The third reason is that sometimes I need help. Sometimes my days are very dark and it’s hard for me to express the ways in which I need to be treated, or talked to, or left alone.
For those of us who have trouble asking for assistance, or knowing when it’s time to ask for it, maybe this testimony will help explain what’s going on. And if you’re an ally, maybe you’ll find ways to be even better for the survivors in your life.
I turned 18 in August of 2008. There are pictures of me on my birthday: the least flattering haircut of my life, my hands thrust into my Bryn Mawr sweatshirt, giving the camera a shit-eating grin from the hood of my friend’s car.
I clung to the future like an IV line, feeding off the rush of the potential, the almost-there-but-not-quite. I wanted to get out of my podunk town. I wanted to read a library’s worth of books.
I wanted to talk to people who had big thoughts, and learn to have big thoughts of my own. I thought maybe, just maybe, I would no longer be the awkward girl I’d always seen in the mirror, the one who had chronic acne and a long list of fears.
I would be someone worthwhile, the someone I was supposed to be.
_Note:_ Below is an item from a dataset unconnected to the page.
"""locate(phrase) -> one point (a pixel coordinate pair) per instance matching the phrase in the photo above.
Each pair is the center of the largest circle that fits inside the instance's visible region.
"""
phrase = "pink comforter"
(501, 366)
For two months that fall, I experienced a strange and beautiful period of my life. I lived on my own for the first time. I fell hard for the girl down the hall who would later be my first girlfriend.
I drank cheap liquor because I didn’t know any better, and danced at sweaty parties until my legs gave out. I went into my first real city and saw paintings and big stores and people who looked nothing like the people from my town.
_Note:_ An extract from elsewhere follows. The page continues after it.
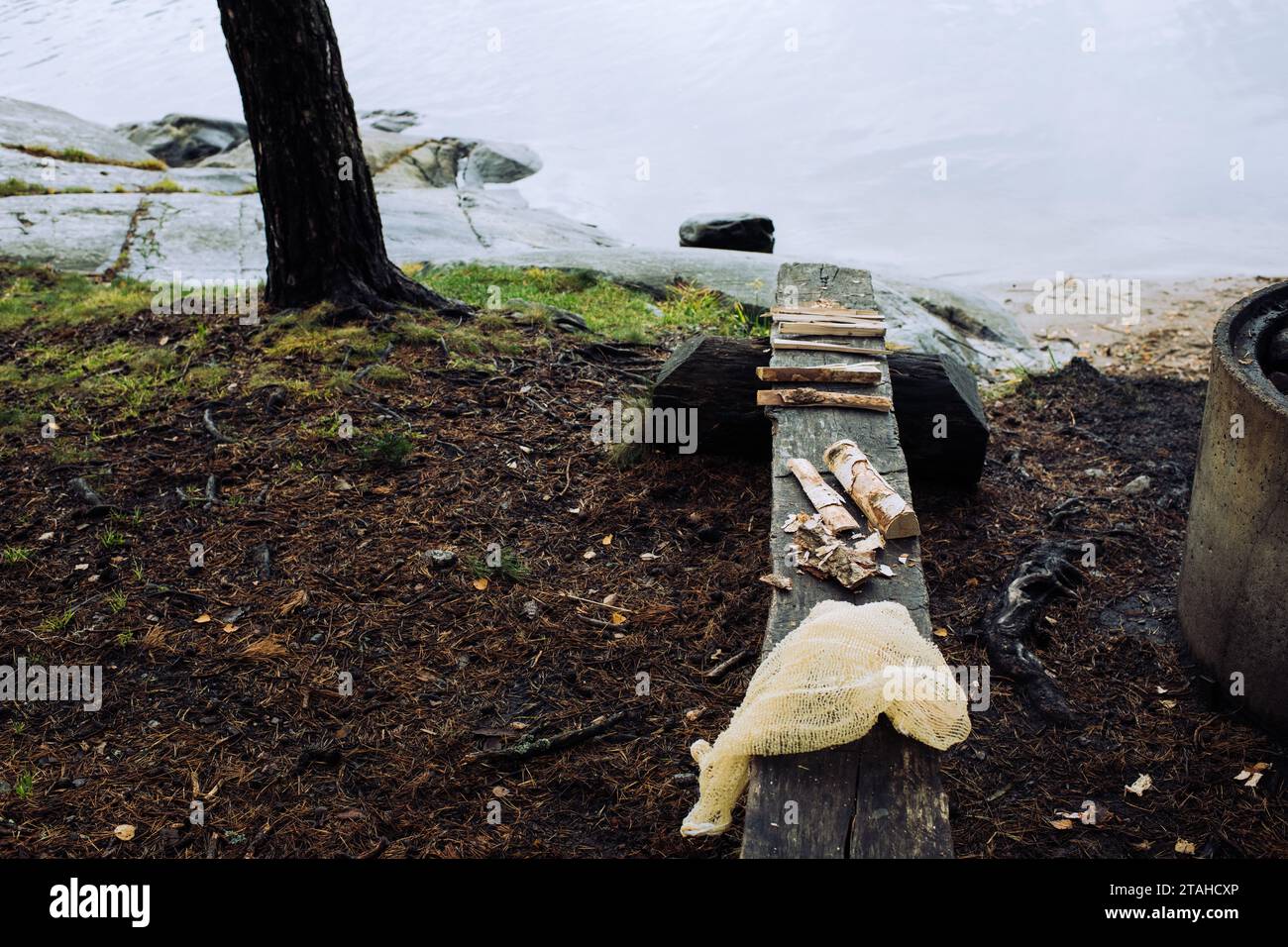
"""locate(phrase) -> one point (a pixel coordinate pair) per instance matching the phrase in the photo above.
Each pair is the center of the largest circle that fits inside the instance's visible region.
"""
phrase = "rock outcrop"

The entire world swirled around me at a frenetic and thrilling pace, and I forgot to call my parents, forgot that anything had ever existed before I’d stepped into this incredible new life.
And then, without warning, the world stopped spinning.
On November 1st of 2008, I walked a man into my dorm room. When I asked him to leave, he locked the door and raped me.
I didn’t use the word rape for a long time. I called it sexual assault at first. Sexual assault seemed less damning, less permanent. I told absolutely no one the exact details.
If I had to tell, I told vague half-truths. I didn’t want to believe it had happened. I didn’t want it to be real, so I told myself it wasn’t. I made up a version of it that didn’t make me as terrified and miserable, and that’s the version my closest friends heard.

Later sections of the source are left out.